In providing voluntary benefits, human resources professionals can address companies’ needs to lower costs, offer a variety of plans, and provide greater value to help retain employees.

Human resources professionals can provide added value at their corporations by performing employee audits to determine non-insurance voluntary benefits that might make the biggest impact. In assessing the needs of the employee base, HR can often determine new and more cost-effective alternatives, and provide creative options to employers’ traditional plans. HR professionals should determine the answers to questions such as: Would employees collectively benefit from a selected program? Or, would they prefer to have greater options in selecting specific benefits that meet their needs?

When the non-insurance voluntary benefits provided hold a high level of perceived value on the part of workers, organizations can maintain a higher level of employee satisfaction. Gym memberships, FSAs and other benefits can demonstrate a higher sense of concern for employee health and well-being.
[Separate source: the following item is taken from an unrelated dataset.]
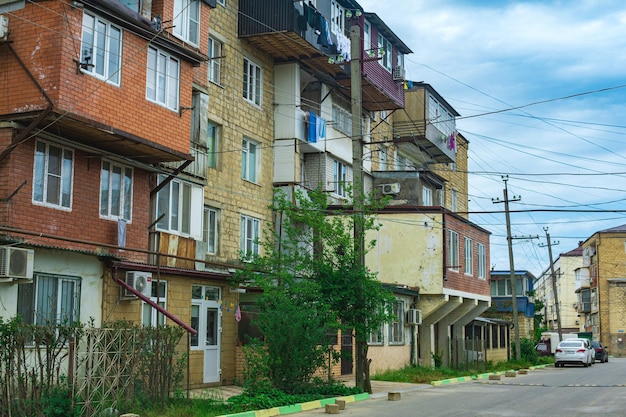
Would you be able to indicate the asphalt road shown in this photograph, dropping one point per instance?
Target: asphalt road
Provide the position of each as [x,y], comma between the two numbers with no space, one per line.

With these new plans as an option, in addition to traditional offerings, many HR professionals will look to onsite enrollers to help make benefits options easier for employees to understand and manage. Younger employees, such as those in Generation X and Y, however, will also want the ability to learn about plans online and access information 24/7 from their home. Technology is also becoming increasingly more important in helping to manage information surrounding more complex offerings.

With increasing costs and growing uncertainty in the benefits market, offerings continue to evolve. The changing benefits landscape requires HR professionals and employers to provide employees with more choices and greater access to information, necessitating more sophisticated technology and relationships with trusted advisors to manage information. The most successful HR professionals are actively pursuing options for organizations, and using their knowledge and access to information to look for new opportunities to address changing needs.